Approved luspatercept-aamt (Reblozyl) for the treatment of anemia failing an erythropoiesis stimulating agent (ESA) and requiring 2 or more red blood cell (RBC) units over 8 weeks in adult patients with very low- to intermediate-risk myelodysplastic syndromes with ring sideroblasts (MDS-RS) or with myelodysplastic/myeloproliferative neoplasm with ring sideroblasts and thrombocytosis
Thromboembolic events, which occurred in 3.6% of patients treated with luspatercept, included deep vein thromboses, pulmonary embolus, portal vein thrombosis, and ischemic stroke.
Serious adverse events (AEs) occurred in 3.6% of patients. One patient died due to an unconfirmed case of acute myeloid leukemia.
The most common AEs in the luspatercept and placebo arms were headache (26% vs 24%, respectively), bone pain (20% vs 8%), arthralgia (19% vs 12%), fatigue (14% vs 13%), cough (14% vs 11%), abdominal pain (14% vs 12%), diarrhea (12% vs 10%), and dizziness (11% vs 5%).
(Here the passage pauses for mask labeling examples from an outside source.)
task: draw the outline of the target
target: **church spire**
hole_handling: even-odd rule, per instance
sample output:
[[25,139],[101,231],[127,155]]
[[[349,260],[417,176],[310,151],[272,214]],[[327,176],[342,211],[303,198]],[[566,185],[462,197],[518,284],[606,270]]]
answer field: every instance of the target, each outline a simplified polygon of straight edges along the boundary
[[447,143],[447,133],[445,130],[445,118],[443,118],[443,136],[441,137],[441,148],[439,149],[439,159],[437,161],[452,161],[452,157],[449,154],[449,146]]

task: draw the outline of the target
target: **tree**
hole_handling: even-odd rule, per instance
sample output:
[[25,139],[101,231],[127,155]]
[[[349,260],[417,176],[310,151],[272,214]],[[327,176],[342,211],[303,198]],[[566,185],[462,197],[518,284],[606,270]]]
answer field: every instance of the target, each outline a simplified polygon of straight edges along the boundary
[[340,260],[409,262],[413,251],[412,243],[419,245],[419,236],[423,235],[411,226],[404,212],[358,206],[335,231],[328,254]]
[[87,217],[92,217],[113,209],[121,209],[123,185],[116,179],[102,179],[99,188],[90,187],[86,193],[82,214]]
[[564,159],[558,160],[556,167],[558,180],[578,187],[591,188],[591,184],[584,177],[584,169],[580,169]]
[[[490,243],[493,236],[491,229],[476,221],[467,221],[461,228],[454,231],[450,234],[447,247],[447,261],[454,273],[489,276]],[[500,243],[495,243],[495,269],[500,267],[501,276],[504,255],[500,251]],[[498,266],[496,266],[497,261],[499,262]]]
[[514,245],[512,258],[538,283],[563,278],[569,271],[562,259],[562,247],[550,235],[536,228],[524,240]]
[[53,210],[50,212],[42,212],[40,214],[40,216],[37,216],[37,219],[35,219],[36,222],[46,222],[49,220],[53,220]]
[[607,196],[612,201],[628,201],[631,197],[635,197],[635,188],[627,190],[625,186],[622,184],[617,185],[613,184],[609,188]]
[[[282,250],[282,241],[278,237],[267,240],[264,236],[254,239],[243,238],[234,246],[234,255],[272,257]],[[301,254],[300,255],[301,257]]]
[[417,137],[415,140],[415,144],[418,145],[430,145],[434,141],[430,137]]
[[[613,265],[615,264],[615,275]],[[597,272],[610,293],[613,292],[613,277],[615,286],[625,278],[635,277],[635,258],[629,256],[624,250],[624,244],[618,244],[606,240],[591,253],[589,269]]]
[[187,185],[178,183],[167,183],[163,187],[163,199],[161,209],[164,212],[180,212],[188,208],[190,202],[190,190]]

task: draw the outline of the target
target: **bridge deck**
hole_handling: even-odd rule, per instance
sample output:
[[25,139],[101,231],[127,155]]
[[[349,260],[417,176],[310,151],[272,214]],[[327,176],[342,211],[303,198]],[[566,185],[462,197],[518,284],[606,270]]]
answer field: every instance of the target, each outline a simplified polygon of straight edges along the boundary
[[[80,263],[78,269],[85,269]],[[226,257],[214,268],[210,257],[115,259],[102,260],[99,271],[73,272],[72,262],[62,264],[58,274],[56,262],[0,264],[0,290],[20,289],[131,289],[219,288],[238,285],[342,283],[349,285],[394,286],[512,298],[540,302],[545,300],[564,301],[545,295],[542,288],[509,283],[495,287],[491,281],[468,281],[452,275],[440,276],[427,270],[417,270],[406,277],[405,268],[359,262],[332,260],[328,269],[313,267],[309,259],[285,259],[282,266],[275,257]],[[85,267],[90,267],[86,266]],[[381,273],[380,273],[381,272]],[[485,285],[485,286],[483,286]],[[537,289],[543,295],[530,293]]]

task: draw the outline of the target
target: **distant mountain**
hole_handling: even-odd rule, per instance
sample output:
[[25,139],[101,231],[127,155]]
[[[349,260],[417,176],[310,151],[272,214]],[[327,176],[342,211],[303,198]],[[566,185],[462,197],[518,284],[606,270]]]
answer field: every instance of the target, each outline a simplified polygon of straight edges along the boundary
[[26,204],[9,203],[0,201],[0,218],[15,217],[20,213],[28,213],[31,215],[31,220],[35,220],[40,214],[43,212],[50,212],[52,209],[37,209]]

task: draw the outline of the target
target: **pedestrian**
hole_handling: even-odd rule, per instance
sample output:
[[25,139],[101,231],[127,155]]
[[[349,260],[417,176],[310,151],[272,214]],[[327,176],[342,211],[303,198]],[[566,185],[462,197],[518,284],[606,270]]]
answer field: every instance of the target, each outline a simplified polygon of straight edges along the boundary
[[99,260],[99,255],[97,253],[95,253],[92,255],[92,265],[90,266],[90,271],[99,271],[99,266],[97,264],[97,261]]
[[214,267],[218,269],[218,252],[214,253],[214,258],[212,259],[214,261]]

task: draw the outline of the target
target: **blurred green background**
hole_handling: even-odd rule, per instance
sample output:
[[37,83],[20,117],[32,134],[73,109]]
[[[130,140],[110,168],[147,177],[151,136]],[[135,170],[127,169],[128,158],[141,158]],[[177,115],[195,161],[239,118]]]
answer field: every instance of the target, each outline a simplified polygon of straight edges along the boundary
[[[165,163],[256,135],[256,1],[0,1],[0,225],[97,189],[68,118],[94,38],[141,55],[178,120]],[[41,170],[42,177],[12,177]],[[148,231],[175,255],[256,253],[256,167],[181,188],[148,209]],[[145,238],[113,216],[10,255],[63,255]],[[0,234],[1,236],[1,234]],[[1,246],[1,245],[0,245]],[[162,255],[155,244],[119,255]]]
Permanent discontinuation due to an AE occurred in 5.4% of patients who received luspatercept, which included arthralgia (1%), back pain (1%), bone pain (<1%), and headache (<1%), and dose reductions occurred in 2.7% of patients.
Lastly, Celgene noted that the agent is not indicated for use as a substitute for red blood cell transfusions in patients who require immediate correction of anemia.
The FDA recommended a starting dose of 1 mg/kg once every 3 weeks by subcutaneous injection.
Most common adverse events are headache, increased serum bilirubin, bone pain, and muscle pain.